Earthy northern Thai cuisine bursts out of the charcoal-fired kiln and hot clay pots at this barbecue-focused wonderland in Soho. Take in the fascinating tiny open kitchen and you'll see sizzling cumin-dusted hogget lamb skewers and chargrilled chicken thigh bites, along with other local Thai village-style dishes that show influences from Laos, Myanmar, and the Yunnan province of China. Pick up hints of Thai parsley and Burmese wild ginger in a slew of authentic dishes such as lime-bathed langoustines or claypot-baked glass noodles with Tamworth pork belly and brown crab meat.
There's a decadent Roaring Twenties vibe here at celeb magnet Louie, set in a glamorous town house that hides a warren of beautifully stylish dining rooms, cocktail lounges, and conservatory terraces. Exceptional Mississippi-inspired Creole delights include seafood gumbo, turbot with beurre blanc, and barbecued New Orleans lobster with Creole-spiced butter, but it's the slick cocktails and hedonistic vibes that make Louie such a blast.
It's all beach coastal cool at this sleek Aussie stunner, tucked away in a modern courtyard enclave off Greek Street. The seafood- and vegetable-forward menu is inspired by the Sydney food scene and has wide-ranging hints of the Mediterranean and Southeast Asia, like a fine raw kingfish crudo bathed in macadamia milk or a crunchy gluten-free grilled aubergine karaage. At night, the lighting's low, the tunes are upbeat, and the fun and friendly service is relaxed but on point.
One of London's most spectacular dining rooms is set in a soaring glass-ceilinged conservatory at the chic NoMad London hotel, located opposite Covent Garden's famed Royal Opera House.
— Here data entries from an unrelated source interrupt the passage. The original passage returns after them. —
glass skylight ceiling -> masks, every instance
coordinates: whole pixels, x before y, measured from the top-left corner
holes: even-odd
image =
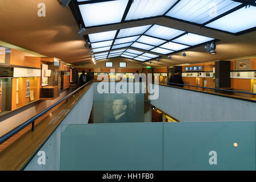
[[[176,39],[173,40],[173,42],[177,43],[193,46],[197,44],[200,44],[206,42],[211,41],[214,39],[204,36],[188,33],[187,34],[186,34]]]
[[[115,38],[117,30],[89,34],[91,43],[113,40]]]
[[[166,15],[202,24],[240,5],[232,0],[181,0]]]
[[[256,27],[256,7],[243,7],[206,25],[231,33]]]
[[[165,41],[156,38],[153,38],[148,36],[142,35],[141,38],[138,39],[138,42],[142,43],[148,44],[153,46],[159,46],[161,44],[163,43]]]
[[[121,22],[128,0],[117,0],[79,5],[86,27]]]
[[[185,33],[185,31],[155,24],[145,34],[166,40],[170,40],[183,33]]]
[[[144,26],[122,29],[119,32],[117,38],[122,38],[127,36],[143,34],[150,26],[151,24],[146,25]]]
[[[134,47],[135,48],[138,48],[145,49],[145,50],[151,49],[152,48],[153,48],[154,47],[154,46],[149,46],[147,44],[142,44],[142,43],[140,43],[138,42],[135,42],[133,45],[131,45],[131,47]]]
[[[126,20],[162,15],[177,0],[137,0],[131,6]]]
Don't miss the signature Creedy Carver roast chicken with foie gras and black truffle or the leisurely weekend brunch where you can enjoy eggs Benedict or chili avocado toast.
London's top modern Sri Lankan spot dazzles with Ceylonese spiced prawns, Aylesbury duck leg rolls, authentic Sri Lankan egg hoppers, and fabulous char-smoked chicken curries. Located on Rupert Street in the heart of Soho, the diminutive space is a brilliant study in brutalist modernism, with its polished concrete walls, brown-leather cushions, stainless steel counters, and hand-thrown Tamil and Sinhalese typography clay tableware.
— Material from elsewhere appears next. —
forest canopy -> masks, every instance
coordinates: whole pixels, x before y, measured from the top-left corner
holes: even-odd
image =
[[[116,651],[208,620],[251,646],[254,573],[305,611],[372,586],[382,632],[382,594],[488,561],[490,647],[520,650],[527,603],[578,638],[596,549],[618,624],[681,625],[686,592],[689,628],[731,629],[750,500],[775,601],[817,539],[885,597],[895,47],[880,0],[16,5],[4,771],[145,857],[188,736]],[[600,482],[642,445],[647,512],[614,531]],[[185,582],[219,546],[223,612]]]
Co-owner Missy Flynn and chef Gabe Pryce bring a joyous and playful spirit to Modern American dining to this spot on Soho's gastro-central Lexington Street. Sit at cute raised tables or the red-leather booths and enjoy densely flavored Americana like hearty baby shrimp boil, spicy chicken wings, or corn-crusted turbot with macha pico salsa. The wines are all organic, low intervention, or biodynamic, and you can't go wrong by kicking off dinner with a gorgeous gilda martini.
Trailblazing Australian chef Skye Gyngell worships the seasons at her pastel-hued dining destination in majestic Somerset House off the Strand. Housed in the building's 1865 neoclassical New Wing, Spring offers exquisite root-to-stem, produce-driven Italian dishes in an airy light-drenched dining salon. Expect everything from a tousled heap of biodynamic Fern Verrow Farm salad leaves to egg yolk–rich crab tagliolini. Free of single-use plastic, you'll find all the bread, butter, ice cream, cordials, vermouth, and tonics are made on-site. Also look for Spring's brilliant zero waste £30 "Scratch" menus, available in the early evening Tuesday through Saturday.